Symptoms and Treatment of Overdosage:
The most common signs to be expected are bradycardia, congestive heart failure, hypotension, bronchospasm and hypoglycemia. In cases of massive intentional overdosage (2-16 grams) of sotalol the following clinical findings were seen: hypotension, bradycardia, cardiac asystole, prolongation of QT interval, Torsade de Pointes, ventricular tachycardia, and premature ventricular complexes. If overdosage occurs, therapy with sotalol should be discontinued and the patient observed closely. Because of the lack of protein binding, hemodialysis is useful for reducing sotalol plasma concentrations. Patients should be carefully observed until QT intervals are normalized and the heart rate returns to levels >50 bpm. The occurrence of hypotension following an overdose may be associated with an initial slow drug elimination phase (half-life of 30 hours) thought to be due to a temporary reduction of renal function caused by the hypotension. In addition, if required, the following therapeutic measures are suggested:
Bradycardia or Cardiac Asystole: Atropine, another anticholinergic drug, a beta-adrenergic agonist or transvenous cardiac pacing.
Heart Block: (second and third degree) transvenous cardiac pacemaker.
Hypotension: (depending on associated factors) epinephrine rather than isoproterenol or norepinephrine may be useful.
Bronchospasm: Aminophylline or aerosol beta-2-receptor stimulant.

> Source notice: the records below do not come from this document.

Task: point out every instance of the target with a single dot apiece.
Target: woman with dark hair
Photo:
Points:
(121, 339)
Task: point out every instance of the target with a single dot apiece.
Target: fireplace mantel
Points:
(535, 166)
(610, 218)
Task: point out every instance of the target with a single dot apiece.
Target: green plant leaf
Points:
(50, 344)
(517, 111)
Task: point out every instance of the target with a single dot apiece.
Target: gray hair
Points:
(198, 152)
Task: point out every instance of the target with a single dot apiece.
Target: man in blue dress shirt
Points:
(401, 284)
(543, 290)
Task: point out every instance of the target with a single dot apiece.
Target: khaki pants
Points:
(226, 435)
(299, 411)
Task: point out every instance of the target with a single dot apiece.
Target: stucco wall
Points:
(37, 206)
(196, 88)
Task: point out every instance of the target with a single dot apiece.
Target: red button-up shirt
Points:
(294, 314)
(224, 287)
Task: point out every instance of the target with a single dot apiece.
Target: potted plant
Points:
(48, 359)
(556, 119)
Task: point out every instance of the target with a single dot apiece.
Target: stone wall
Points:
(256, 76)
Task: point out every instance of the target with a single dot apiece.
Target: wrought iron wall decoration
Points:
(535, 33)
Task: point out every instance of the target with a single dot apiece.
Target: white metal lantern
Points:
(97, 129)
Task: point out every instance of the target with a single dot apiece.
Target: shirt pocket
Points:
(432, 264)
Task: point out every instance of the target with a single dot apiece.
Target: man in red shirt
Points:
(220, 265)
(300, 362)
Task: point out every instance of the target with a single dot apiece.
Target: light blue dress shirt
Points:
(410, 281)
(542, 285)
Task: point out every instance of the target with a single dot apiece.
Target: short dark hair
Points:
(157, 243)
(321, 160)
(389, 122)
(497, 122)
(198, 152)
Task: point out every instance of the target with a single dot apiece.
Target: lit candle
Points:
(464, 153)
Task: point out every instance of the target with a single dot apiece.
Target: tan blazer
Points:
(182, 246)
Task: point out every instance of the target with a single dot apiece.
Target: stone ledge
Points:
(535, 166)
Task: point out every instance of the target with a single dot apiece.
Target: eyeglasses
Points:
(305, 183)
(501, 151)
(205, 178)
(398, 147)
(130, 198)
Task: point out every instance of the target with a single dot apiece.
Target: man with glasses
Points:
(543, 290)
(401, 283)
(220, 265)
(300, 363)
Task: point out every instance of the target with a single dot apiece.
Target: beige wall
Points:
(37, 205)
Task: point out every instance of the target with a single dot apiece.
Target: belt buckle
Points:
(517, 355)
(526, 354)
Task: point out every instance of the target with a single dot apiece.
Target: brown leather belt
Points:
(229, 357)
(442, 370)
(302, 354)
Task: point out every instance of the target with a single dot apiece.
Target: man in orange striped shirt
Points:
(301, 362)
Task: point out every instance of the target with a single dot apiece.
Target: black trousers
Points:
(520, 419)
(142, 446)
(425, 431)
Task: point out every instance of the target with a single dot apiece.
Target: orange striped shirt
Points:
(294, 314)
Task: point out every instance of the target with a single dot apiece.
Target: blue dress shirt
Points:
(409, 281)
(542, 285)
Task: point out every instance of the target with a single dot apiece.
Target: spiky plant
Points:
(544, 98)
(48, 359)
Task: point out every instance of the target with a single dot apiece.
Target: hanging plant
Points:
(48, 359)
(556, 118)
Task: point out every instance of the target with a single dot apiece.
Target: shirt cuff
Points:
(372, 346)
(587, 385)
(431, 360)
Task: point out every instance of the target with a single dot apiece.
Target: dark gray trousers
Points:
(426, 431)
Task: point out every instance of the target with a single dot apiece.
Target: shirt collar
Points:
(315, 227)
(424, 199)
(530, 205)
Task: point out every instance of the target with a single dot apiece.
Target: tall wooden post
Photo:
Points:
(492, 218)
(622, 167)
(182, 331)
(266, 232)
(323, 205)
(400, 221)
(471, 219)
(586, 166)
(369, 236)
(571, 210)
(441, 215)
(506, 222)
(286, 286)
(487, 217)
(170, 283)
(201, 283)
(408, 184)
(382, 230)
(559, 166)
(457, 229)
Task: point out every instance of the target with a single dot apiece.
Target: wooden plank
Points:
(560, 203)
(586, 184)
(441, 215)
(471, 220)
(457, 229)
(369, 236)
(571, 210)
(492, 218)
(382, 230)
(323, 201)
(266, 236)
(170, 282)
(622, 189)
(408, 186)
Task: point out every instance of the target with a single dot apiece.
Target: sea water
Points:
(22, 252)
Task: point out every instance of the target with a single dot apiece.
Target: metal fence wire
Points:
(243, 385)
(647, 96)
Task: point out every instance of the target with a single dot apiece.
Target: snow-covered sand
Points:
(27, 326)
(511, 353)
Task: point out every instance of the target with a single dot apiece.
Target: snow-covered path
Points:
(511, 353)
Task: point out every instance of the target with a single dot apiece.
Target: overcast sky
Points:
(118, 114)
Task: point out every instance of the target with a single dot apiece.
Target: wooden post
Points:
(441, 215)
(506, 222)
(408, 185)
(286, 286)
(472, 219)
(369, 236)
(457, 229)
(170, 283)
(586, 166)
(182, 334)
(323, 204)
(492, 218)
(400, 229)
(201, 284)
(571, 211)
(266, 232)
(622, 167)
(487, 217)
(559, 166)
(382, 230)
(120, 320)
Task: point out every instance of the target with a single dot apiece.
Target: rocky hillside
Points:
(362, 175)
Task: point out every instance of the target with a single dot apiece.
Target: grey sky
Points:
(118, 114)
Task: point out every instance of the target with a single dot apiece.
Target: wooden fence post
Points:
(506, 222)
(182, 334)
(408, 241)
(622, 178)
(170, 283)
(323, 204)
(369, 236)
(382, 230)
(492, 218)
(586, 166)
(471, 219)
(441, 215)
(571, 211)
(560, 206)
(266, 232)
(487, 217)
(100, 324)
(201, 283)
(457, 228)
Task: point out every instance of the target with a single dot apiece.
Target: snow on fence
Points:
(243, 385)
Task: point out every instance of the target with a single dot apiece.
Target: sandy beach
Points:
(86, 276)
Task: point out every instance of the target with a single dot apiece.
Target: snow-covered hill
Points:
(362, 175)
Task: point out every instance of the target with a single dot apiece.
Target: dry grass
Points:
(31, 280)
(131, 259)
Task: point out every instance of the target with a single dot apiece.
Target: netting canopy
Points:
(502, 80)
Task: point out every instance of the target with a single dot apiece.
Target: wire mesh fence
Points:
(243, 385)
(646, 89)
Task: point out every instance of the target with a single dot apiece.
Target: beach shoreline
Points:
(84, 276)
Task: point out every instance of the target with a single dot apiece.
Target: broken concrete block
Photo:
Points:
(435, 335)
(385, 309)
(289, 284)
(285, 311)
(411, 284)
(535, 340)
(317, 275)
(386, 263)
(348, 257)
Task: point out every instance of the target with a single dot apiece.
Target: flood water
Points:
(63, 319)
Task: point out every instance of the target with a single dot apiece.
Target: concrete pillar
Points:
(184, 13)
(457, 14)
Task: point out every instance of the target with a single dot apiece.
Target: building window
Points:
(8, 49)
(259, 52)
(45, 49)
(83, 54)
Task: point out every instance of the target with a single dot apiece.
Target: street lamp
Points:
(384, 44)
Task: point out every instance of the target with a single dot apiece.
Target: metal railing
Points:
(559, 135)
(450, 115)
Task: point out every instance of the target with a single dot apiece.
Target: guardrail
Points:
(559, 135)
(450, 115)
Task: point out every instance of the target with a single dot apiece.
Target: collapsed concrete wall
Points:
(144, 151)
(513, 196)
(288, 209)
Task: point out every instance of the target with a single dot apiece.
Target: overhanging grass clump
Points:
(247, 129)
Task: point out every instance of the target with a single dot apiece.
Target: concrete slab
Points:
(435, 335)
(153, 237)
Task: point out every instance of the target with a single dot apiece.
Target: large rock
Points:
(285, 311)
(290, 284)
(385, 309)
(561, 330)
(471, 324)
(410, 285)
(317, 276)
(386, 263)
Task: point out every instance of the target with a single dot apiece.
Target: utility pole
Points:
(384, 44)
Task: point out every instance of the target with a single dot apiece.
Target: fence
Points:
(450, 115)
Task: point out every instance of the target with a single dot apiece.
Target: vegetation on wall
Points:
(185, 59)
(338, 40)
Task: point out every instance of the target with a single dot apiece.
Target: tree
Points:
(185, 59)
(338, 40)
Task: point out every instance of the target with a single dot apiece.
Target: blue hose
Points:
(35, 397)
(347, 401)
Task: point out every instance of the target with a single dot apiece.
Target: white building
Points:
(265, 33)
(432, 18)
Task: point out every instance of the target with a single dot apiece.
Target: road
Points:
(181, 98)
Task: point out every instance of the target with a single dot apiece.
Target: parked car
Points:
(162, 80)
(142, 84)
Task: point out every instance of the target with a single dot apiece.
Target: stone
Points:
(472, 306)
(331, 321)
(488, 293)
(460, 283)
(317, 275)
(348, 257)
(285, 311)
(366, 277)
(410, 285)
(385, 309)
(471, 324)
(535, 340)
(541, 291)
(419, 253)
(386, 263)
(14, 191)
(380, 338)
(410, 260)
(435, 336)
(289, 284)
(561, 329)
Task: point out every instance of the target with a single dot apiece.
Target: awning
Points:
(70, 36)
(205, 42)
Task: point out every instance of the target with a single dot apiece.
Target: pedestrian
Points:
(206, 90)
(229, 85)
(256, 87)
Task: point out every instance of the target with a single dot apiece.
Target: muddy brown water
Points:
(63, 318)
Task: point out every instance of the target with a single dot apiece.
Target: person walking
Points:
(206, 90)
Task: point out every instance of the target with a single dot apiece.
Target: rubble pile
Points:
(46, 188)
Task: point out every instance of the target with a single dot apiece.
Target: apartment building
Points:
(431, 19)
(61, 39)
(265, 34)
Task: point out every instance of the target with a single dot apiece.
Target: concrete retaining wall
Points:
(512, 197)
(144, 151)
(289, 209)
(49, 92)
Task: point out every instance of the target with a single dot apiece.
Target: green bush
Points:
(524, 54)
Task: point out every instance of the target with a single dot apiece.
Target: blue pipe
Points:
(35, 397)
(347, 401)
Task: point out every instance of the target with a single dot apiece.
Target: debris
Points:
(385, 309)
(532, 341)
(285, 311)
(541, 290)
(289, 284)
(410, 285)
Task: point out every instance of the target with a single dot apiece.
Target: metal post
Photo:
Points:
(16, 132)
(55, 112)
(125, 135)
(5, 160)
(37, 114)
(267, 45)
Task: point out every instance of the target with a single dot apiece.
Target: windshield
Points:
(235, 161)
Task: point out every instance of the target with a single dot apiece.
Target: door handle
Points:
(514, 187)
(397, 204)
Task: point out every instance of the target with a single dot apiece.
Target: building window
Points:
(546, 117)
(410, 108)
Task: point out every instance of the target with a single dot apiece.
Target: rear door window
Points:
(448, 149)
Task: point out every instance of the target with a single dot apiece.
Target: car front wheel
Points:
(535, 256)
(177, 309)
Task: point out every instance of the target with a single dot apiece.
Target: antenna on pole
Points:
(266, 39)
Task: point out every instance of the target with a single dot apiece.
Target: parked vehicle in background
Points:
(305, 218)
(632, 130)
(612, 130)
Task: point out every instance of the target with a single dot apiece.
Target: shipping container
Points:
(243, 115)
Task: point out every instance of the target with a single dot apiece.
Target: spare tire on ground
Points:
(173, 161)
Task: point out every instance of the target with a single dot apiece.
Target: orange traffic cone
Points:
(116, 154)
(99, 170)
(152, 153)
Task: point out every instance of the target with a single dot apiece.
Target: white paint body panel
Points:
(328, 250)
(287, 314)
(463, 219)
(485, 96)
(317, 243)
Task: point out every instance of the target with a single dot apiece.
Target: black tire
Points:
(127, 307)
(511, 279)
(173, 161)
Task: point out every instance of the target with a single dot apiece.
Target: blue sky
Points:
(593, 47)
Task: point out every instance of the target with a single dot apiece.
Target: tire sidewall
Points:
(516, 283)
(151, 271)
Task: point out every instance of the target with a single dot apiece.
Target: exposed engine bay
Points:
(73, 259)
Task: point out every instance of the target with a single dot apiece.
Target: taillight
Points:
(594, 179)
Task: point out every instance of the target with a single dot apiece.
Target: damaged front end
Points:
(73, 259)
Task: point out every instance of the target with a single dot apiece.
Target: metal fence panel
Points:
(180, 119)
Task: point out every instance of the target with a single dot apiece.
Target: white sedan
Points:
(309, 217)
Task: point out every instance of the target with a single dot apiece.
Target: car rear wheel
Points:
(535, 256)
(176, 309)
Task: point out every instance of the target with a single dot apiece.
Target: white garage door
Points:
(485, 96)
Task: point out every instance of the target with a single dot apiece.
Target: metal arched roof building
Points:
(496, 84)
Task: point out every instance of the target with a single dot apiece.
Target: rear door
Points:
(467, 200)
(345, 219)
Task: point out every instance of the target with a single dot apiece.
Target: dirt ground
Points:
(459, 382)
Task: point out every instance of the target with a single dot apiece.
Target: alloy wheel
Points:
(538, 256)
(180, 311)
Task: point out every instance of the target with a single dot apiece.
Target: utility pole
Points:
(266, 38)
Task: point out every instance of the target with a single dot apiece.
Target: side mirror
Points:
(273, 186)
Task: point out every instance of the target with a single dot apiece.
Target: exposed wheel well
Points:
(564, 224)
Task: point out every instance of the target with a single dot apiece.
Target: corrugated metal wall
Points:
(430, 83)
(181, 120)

Torsade de Pointes: DC cardioversion, magnesium sulfate, potassium replacement. Once Torsade de Pointes is terminated, transvenous cardiac pacing or an isoproterenol infusion to increase heart rate can be employed.
11 DESCRIPTION
SOTYLIZE is an aqueous solution containing sotalol hydrochloride.
Sotalol hydrochloride is a white, crystalline solid with a molecular weight of 308.8. It is hydrophilic, soluble in water, propylene glycol and ethanol, but is only slightly soluble in chloroform. Chemically, sotalol hydrochloride is d,l-N -[4-[1-hydroxy-2-[(1-methylethyl) amino]ethyl]phenyl]methane-sulfonamide monohydrochloride. The molecular formula is C12 H20 N2 O3 S HCl and is represented by the following structural formula:
SOTYLIZE is a grape-flavored aqueous solution. Each mL contains 5 mg sotalol HCl. Inactive ingredients are sodium citrate, citric acid, sucralose, sodium benzoate and purified water.